Hallo Freundinnen und Freunde, ich bin Luis vom Internationalen Jugendverband Bremen und ich freue mich, dass wir heute so zahlreich auf der Straße sind!

Die Angst vor Krieg ist real. Überall auf der Welt nehmen militärische Konflikte zu und Krieg wirkt für uns Jugendliche plötzlich näher als vor ein paar Jahren noch: in den Nachrichten, auf Social Media oder wenn Politiker davon reden, dass Deutschland "kriegstüchtig" werden müsse. Die Weltlage wird immer angespannter.

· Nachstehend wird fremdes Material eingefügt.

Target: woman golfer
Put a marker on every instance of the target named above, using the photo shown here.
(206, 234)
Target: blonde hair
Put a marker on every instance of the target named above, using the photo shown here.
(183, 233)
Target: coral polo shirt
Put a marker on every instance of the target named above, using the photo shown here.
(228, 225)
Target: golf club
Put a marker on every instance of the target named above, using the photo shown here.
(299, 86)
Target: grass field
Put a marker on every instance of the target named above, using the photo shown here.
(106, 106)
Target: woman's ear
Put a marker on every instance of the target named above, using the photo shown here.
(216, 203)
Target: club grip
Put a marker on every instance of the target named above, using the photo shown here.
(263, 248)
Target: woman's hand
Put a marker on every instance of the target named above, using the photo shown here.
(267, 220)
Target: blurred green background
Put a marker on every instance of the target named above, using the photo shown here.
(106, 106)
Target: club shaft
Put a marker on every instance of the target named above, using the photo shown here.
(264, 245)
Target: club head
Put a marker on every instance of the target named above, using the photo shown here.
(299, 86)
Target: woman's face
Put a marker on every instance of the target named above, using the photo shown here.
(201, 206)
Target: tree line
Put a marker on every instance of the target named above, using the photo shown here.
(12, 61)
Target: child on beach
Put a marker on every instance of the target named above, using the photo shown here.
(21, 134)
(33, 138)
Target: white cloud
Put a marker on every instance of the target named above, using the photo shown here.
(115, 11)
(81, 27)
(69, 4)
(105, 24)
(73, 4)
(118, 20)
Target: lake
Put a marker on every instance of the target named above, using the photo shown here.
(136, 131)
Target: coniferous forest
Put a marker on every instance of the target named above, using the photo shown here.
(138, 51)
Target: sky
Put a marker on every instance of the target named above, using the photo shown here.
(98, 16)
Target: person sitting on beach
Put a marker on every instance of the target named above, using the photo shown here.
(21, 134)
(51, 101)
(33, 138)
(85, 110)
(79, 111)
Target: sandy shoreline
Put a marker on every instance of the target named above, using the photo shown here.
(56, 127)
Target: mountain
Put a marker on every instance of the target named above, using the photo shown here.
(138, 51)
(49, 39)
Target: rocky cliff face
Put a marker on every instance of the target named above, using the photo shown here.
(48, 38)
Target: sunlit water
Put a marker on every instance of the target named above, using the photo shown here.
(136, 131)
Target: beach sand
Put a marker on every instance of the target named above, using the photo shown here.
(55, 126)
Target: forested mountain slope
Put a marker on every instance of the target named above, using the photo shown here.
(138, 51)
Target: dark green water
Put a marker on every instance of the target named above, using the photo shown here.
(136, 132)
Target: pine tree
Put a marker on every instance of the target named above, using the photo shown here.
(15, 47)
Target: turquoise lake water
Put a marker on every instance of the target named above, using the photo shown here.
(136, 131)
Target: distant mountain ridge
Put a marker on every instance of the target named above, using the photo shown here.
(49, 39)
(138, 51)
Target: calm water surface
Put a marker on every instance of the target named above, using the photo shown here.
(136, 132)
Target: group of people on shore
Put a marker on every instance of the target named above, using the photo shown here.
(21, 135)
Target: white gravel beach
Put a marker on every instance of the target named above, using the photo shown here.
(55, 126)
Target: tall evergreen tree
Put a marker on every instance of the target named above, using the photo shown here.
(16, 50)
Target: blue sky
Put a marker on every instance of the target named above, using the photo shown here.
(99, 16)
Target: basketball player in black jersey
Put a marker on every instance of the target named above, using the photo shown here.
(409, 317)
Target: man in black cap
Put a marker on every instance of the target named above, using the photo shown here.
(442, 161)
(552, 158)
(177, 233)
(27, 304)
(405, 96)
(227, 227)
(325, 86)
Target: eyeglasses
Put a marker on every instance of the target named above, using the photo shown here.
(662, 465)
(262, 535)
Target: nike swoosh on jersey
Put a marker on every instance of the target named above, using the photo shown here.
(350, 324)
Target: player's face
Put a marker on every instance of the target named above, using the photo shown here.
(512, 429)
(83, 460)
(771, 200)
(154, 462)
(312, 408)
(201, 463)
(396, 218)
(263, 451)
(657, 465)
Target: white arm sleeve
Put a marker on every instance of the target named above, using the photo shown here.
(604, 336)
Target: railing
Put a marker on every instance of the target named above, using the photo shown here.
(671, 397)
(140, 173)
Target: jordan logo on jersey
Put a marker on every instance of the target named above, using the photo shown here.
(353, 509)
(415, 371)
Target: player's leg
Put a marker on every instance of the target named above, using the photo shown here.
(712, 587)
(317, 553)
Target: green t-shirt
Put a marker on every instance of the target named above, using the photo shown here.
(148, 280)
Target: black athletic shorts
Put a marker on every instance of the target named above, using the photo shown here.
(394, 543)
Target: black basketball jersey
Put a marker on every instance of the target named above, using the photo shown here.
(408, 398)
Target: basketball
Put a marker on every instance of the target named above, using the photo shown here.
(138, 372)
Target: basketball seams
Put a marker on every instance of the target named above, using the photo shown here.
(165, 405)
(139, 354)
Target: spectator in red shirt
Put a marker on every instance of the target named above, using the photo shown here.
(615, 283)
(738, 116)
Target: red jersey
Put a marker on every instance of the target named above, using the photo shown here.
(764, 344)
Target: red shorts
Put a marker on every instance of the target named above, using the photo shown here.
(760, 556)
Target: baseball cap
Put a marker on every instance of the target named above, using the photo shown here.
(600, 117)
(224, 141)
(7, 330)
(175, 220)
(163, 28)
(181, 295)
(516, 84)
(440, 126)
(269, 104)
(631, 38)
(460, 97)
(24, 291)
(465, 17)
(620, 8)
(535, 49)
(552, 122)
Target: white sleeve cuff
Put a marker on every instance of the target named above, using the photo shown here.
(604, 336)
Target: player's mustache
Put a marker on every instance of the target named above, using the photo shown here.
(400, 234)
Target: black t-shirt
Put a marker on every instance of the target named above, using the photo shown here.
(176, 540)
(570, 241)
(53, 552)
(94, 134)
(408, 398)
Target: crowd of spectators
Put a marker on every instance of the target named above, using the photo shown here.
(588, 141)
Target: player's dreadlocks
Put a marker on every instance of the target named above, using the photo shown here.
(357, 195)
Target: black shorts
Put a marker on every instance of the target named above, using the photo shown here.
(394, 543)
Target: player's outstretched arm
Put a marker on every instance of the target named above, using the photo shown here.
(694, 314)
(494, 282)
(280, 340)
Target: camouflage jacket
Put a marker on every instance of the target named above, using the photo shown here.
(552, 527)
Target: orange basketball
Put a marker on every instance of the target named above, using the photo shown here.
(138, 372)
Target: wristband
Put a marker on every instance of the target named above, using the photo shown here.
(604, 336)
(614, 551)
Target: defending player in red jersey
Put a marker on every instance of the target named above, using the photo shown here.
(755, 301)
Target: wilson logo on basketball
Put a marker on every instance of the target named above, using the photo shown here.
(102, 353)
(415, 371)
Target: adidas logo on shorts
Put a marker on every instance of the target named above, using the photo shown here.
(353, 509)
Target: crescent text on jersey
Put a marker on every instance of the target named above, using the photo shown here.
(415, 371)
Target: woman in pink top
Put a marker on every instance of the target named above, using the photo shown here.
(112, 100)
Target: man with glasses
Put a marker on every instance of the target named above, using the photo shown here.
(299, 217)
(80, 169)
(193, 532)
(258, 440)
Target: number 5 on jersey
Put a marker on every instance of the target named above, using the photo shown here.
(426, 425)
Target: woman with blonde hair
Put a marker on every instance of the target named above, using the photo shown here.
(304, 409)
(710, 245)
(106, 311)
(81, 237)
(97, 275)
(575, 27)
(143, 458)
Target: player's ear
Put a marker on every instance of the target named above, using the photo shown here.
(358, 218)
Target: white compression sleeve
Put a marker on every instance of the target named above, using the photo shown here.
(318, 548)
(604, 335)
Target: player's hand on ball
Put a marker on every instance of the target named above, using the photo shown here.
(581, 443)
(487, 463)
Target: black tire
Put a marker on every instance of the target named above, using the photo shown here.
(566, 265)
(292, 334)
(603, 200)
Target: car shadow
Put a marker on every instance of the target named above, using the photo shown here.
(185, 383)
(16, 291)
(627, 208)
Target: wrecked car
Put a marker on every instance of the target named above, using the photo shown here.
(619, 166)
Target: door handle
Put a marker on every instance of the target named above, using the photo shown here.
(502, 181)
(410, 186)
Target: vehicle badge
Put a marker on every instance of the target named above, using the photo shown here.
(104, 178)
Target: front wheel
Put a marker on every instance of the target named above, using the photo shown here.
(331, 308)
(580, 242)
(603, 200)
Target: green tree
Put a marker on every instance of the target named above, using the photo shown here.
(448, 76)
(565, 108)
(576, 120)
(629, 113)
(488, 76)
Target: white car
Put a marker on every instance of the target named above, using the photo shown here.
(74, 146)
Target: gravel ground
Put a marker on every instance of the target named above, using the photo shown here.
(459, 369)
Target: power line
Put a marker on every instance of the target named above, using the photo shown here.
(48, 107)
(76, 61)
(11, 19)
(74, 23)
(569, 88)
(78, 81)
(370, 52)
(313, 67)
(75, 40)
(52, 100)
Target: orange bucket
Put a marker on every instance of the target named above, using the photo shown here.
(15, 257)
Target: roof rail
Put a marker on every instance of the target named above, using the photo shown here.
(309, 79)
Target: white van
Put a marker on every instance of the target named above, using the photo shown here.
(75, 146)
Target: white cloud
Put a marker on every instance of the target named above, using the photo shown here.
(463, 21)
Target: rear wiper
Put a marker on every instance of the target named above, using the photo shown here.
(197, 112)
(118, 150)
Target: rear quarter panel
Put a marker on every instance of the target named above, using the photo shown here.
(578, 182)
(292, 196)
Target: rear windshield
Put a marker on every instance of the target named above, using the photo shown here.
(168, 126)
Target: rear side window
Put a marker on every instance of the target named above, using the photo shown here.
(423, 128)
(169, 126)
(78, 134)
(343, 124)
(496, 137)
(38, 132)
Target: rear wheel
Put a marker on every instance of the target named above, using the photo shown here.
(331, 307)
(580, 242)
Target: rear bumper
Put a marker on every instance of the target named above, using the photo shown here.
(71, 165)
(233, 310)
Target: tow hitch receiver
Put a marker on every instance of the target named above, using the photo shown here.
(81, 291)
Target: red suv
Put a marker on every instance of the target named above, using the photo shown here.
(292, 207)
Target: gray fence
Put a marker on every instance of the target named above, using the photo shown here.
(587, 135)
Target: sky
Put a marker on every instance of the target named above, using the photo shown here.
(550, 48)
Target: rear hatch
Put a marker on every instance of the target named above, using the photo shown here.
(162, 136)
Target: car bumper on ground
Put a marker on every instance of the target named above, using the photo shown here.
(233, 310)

Schon Anfang des Jahres griffen die USA Venezuela an und entführten den Präsidenten. Kurz danach stand die Zukunft von Grönland und neuerdings auch Kuba auf dem Spiel, weil die USA einfach Anspruch auf das Gebiet erhoben. Seit Ende Februar sind auch der Iran und die ganze Region Schauplatz neuer imperialistischer Angriffe durch die USA und Israel, die versuchen, ihren Einfluss in der Region und den Zugriff auf Ressourcen gegen ihre Rivalen abzusichern. Die USA treten immer aggressiver auf, doch das passiert nicht zufällig: Es geschieht vor dem Hintergrund der wachsenden Konkurrenz mit China. Während China wirtschaftlich an Einfluss gewinnt, versuchen die USA ihre globale Vormachtstellung mit immer härteren Mitteln zu verteidigen. Überall spitzt sich die Lage zu. Imperialistische Mächte kämpfen um Einfluss und Macht -  Russland, in der Ukraine, die USA, im Iran und im Nahen Osten oder China rund um Taiwan.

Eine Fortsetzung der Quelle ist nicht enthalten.